Per cui prendiamo il disco di cui stiamo parlando, Pink Magick, ed estraiamone tre piccoli frammenti, parlandone come fossero pezzi di una storia più ampia, capitoli di un romanzo fantastico fatto di musica e che non ha nulla di lineare, di conseguente. E poi, perché non ci sarà più nulla da aggiungere, ci potremo fermare.

Ecco, c’è per esempio il ritratto di un animale senza ossa - Totally Boneless!!! - che sembra muoversi in un labirinto costruito come una casa della metà dell’Ottocento, cercando in qualche modo una via d’uscita; una bestia agitata che rotola per le scale vellutate, che scivola silenziosa dietro le tende di broccato, che sbatte rumorosamente e rimbalza sui muri, portando con sé, nel suo chiasso di materia molliccia, tutto quanto sta sopra gli scaffali, tutti i ritratti degli avi appesi con i chiodi del tempo, tutti gli aggeggi un po’ strani e i soprammobili dei viaggi in Oriente.

Oppure – Curse of The Tooth Nightmare – c’è il giovane principe maledetto di una città post-apocalittica, costretto a sognare ogni notte la caduta sanguinolenta dei suoi denti regali, in un incubo frenetico e momentaneo, improvviso. Un incubo graffiante come certe chitarre un po’ Seventies e tachicardico come certi singulti un po’ prog; un incubo che crea imbarazzo al risveglio, quando il principe dal sonno irrequieto si desta avvicinandosi circospetto alla sua finestra, per poi guardare al di là del vetro, ed accorgersi ogni notte che fuori non c’è più nulla, ma davvero nulla, mentre dentro restano solo i suoi incubi, le sue urla strozzate e la sua inutile sovranità su un mondo fatto di niente.

O ancora, per finire, ci sono l’uomo e la donna dell’omonima traccia – Transparent Man-Invisible Woman (80,000,000 Years Alone) –, lui trasparente e lei invisibile, esseri volatili che evidentemente non invecchieranno mai in quanto fatti d’aria, a rincorrersi perduti in chissà quale recesso di una realtà lunghissima, quasi eterna, e ripresa a scatti.

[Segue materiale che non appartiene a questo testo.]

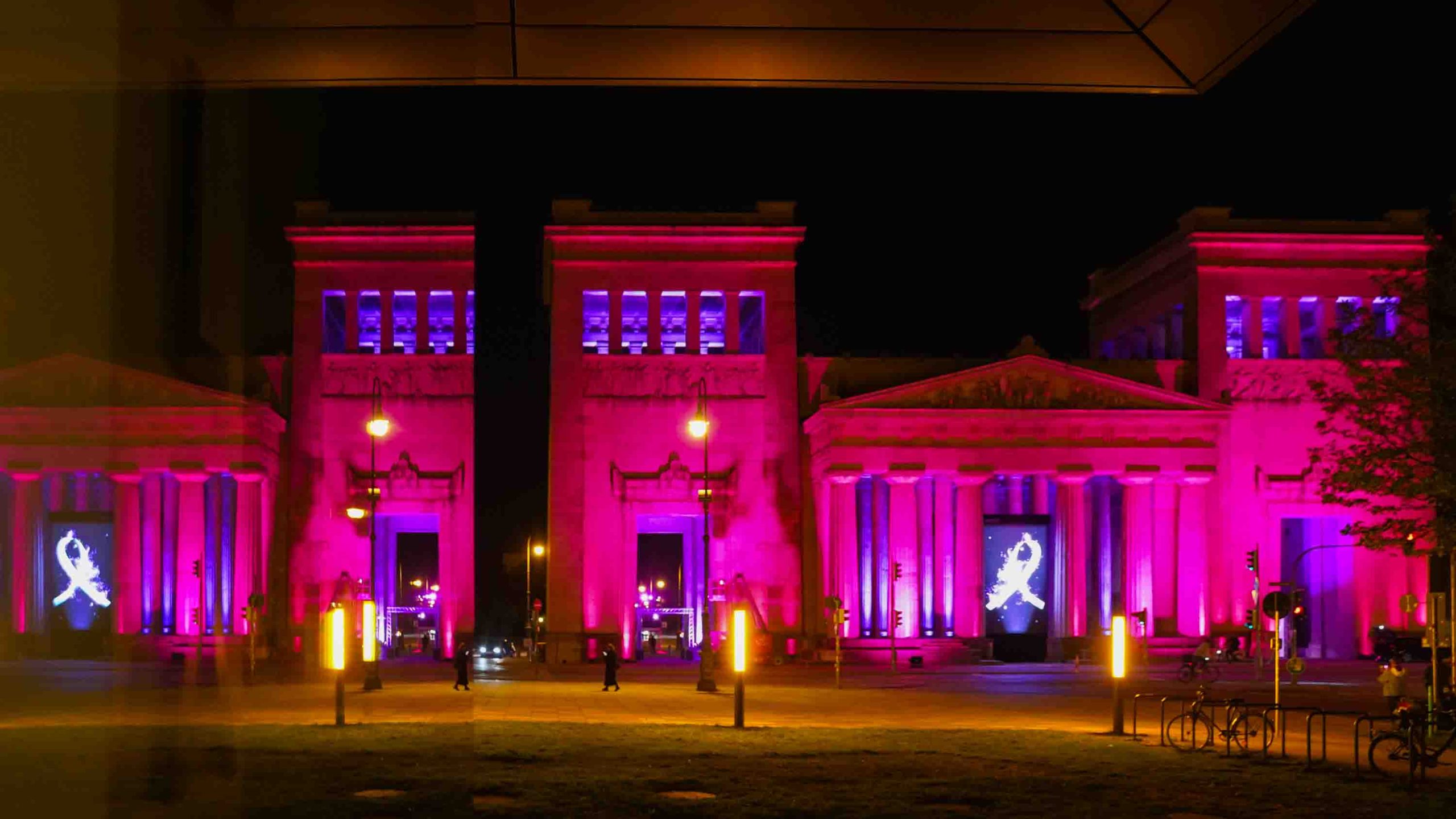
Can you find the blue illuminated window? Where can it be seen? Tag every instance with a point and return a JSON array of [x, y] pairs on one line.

Entrambi mai paghi della loro stessa ricerca, testardi come solo può esserlo il vento che, in quanto vento, di per sé non possiede nulla della testardaggine, se non fosse per noi che così lo descriviamo. Mentre un emulo oltremondano di un modernismo sonoro sta raccontando la loro bella storia, bizzarra e un po’ malinconica, singhiozzandone dolcemente i frammenti: la storia di due esseri eterei forse infelici o forse sorridenti (o forse semplicemente soli), in quel frattempo sospeso che per loro è la vita, ma che noialtri, invece, possiamo soltanto supporre.

 


 

LETTURE

× Borges Jorge Luis, Prologhi con un prologo ai prologhi, Adelphi, Milano, 2005.

× Carroll Lewis, Alice nel paese delle meraviglie e Attraverso lo specchio e quello che Alice vi trovò, BUR, Milano, 2010.

× Eggers Dave ed Eggers Christopher, Giraffes? Giraffes!, Simon & Schuster, New York, 2004.